You would be shocked if I told you how many people refuse to seek My voice because they feel disqualified…They don’t consider themselves worthy enough….

God continues:

Don’t keep your distance from Me. I’ve gone to great lengths to bridge that distance and unite us as one. When you run from Me, hide from Me, or even just grow cold toward Me—whether through your guilt, shame, fear, or apathy—you are wasting a gift I have paid an enormous price to give you.”[1]

I felt as though Tiegreen could peer into my soul at that very moment.

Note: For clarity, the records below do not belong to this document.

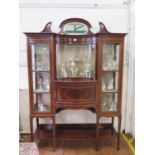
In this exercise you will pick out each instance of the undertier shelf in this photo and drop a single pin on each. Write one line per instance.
(70, 131)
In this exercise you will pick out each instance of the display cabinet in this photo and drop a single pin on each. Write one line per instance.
(75, 69)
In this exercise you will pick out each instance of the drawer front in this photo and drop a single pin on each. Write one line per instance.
(75, 93)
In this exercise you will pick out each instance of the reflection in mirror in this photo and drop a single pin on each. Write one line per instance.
(75, 28)
(75, 60)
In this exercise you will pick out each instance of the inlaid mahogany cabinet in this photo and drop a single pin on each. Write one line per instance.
(75, 69)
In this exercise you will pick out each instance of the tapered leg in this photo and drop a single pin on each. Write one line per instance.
(97, 133)
(54, 134)
(112, 125)
(118, 134)
(37, 122)
(31, 127)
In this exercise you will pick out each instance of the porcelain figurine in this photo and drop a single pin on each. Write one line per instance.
(63, 71)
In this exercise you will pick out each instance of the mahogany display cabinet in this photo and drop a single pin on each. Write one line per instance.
(75, 69)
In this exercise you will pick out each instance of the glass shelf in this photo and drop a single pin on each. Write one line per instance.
(41, 91)
(110, 70)
(40, 70)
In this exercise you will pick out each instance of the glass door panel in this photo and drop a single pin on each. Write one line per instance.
(75, 60)
(41, 102)
(40, 56)
(41, 77)
(110, 75)
(110, 82)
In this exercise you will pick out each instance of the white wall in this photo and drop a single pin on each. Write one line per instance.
(116, 15)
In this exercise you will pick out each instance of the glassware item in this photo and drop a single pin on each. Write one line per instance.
(110, 84)
(40, 56)
(111, 56)
(89, 70)
(74, 66)
(40, 83)
(63, 71)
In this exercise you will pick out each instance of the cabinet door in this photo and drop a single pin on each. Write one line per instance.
(110, 77)
(40, 60)
(75, 61)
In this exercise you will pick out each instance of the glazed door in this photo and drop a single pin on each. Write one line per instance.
(111, 77)
(75, 61)
(41, 77)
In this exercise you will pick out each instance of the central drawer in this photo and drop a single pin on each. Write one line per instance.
(75, 93)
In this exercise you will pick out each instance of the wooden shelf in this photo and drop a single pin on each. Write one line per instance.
(69, 132)
(76, 134)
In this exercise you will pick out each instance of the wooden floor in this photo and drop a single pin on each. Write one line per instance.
(107, 146)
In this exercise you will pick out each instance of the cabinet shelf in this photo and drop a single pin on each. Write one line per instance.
(40, 70)
(110, 70)
(109, 91)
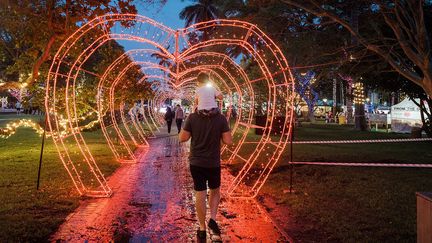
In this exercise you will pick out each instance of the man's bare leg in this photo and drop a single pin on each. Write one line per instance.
(200, 205)
(214, 200)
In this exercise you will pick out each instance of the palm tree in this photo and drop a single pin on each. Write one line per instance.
(202, 11)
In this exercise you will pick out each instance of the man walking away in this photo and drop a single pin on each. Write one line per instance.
(179, 116)
(207, 129)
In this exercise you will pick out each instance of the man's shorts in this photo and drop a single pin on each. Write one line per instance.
(202, 175)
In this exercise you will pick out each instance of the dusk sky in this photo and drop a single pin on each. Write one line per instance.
(168, 15)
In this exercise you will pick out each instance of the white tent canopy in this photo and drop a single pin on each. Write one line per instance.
(405, 116)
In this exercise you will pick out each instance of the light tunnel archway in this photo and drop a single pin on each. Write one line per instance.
(258, 89)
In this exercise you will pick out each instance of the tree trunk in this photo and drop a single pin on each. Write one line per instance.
(43, 58)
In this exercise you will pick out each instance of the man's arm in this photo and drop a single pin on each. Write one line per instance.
(227, 138)
(184, 136)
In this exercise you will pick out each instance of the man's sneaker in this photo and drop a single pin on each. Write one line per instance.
(214, 227)
(201, 236)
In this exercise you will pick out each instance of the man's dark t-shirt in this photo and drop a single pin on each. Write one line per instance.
(206, 133)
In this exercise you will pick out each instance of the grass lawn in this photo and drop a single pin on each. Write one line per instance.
(25, 213)
(349, 204)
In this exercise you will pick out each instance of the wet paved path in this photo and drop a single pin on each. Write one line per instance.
(153, 202)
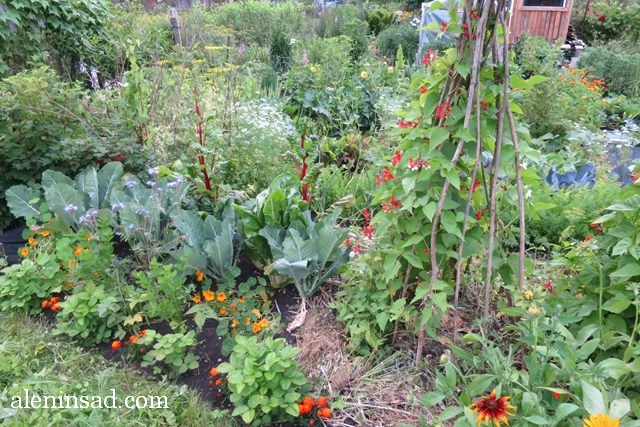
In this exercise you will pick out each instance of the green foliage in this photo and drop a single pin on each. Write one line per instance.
(170, 351)
(309, 253)
(28, 28)
(211, 245)
(273, 209)
(280, 50)
(264, 380)
(41, 127)
(92, 314)
(160, 293)
(390, 40)
(379, 19)
(619, 69)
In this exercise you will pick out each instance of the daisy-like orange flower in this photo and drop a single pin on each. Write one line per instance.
(199, 276)
(601, 420)
(208, 295)
(490, 408)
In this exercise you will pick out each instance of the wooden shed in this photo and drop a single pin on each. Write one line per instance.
(544, 18)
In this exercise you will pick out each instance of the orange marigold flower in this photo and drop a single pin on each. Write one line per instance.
(490, 408)
(601, 420)
(304, 409)
(324, 413)
(208, 295)
(322, 402)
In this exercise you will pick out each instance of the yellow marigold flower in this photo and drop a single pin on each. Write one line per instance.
(601, 420)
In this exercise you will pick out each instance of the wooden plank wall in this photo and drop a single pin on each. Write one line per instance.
(548, 22)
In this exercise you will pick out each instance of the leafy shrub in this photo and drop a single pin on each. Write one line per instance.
(41, 123)
(280, 50)
(92, 314)
(171, 351)
(392, 38)
(379, 19)
(28, 29)
(619, 69)
(264, 380)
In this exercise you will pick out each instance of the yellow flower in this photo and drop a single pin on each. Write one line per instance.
(601, 420)
(533, 310)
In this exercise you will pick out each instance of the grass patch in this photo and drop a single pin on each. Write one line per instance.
(31, 358)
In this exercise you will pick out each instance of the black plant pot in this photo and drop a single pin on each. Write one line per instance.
(11, 239)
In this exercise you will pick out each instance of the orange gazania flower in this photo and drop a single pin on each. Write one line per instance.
(208, 295)
(601, 420)
(490, 408)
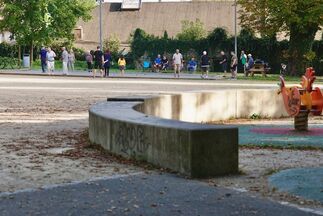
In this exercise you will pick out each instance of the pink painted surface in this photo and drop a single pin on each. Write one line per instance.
(287, 131)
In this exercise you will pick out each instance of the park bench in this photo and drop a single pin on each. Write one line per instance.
(258, 68)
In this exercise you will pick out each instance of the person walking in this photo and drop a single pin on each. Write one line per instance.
(205, 65)
(42, 56)
(50, 58)
(157, 63)
(178, 63)
(233, 65)
(71, 60)
(122, 64)
(192, 65)
(224, 63)
(250, 64)
(89, 61)
(98, 60)
(107, 63)
(243, 59)
(65, 61)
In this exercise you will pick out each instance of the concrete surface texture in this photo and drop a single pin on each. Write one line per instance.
(155, 18)
(152, 195)
(196, 150)
(281, 135)
(217, 105)
(305, 182)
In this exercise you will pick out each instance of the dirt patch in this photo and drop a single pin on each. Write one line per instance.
(257, 164)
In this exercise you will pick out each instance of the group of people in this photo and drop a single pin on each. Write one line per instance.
(178, 64)
(47, 59)
(99, 60)
(96, 60)
(102, 61)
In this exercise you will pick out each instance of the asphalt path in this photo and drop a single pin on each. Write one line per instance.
(142, 194)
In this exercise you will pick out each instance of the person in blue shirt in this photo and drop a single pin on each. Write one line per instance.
(191, 66)
(42, 56)
(250, 64)
(107, 62)
(157, 63)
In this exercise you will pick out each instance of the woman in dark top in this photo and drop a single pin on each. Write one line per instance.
(107, 62)
(205, 64)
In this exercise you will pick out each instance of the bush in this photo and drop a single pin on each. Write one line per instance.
(267, 48)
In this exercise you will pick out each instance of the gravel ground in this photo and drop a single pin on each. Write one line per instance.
(43, 124)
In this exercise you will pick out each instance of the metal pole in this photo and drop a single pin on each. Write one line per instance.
(101, 45)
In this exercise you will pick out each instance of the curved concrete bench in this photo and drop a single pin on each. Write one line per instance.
(196, 150)
(166, 130)
(216, 106)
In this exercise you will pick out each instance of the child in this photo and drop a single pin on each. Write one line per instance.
(89, 61)
(191, 67)
(122, 64)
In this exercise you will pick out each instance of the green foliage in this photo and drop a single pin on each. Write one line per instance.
(192, 31)
(298, 18)
(113, 44)
(266, 48)
(43, 21)
(165, 35)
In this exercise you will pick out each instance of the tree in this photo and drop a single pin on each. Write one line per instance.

But imagine: That book had been published several years earlier. Considering how slowly the gears of publishing turn, Tiegreen undoubtedly submitted the manuscript at least nine months or a year prior to publication. And because the devotional book covers a whole year, who knows how long it took him to write the 365 devotionals–and arrange them so this one would fall precisely on April 15, right when I would need it? (Of course, he had no way of knowing.)

God’s voice. God’s comfort. God’s encouragement. God’s timing.

A prophet’s time travel, of sorts—projecting those words forward?

I’ve always shunned any possibility that I may have the spiritual gift of prophecy. I can’t tell people what will happen to them in the future like Daniel or Elijah or one of the other biblical prophets did. Besides, the consequences for erroneous prophecies were severe!

Then I learned a definition of a prophet as a “forthteller,” more than a foreteller. And a desire to “tell forth” to others what the Lord is teaching me has been in my spiritual DNA from my early years as a believer. I pondered the way Chris Tiegreen typed words on his computer that “projected forward” to my need years later. I thought about other times I had been helped by that kind of “time travel” from other authors. On the other hand, over the years I have prayed for God’s guidance as I write—that the words would meet the needs of readers. But I hadn’t fully understood their time-travel potential.

It all came full circle, however, when my book, Our Heart Psalms (twenty years in the making) came out at the height of the COVID pandemic, followed by street violence. In God’s time-travel plan, Our Heart Psalms seemed a book “for such a time as this.” There was a reason it had been rejected, rearranged, and rewritten so many times—and finally published in 2020.

A friend gave a copy to an elderly woman whose husband has advanced Alzheimer’s Disease. Quarantined with him, this woman has few interactions with other people. But some of the words, possibly written twenty years earlier, touched her heart, and the woman wept as God met her on those pages.

What if I had quit writing when I was at such a low point? What if Chris Tiegreen hadn’t written those words that encouraged me to keep listening to God? What if he hadn’t followed God’s direction to place them as the April 15 reading? What if we served a God who didn’t have perfect timing?

“Let’s not get tired of doing what is good [what God has called us to do],” Paul wrote. “At just the right time we will reap a harvest of blessing if we don’t give up” (Gal. 6:9 NLT, brackets mine).

“As for God, His way is perfect” (Psalm 18:30 NIV).


[1] Chris Tiegreen, The One-Year Hearing His Voice Devotional (Carol’s Stream: Tyndale, 2014), 105.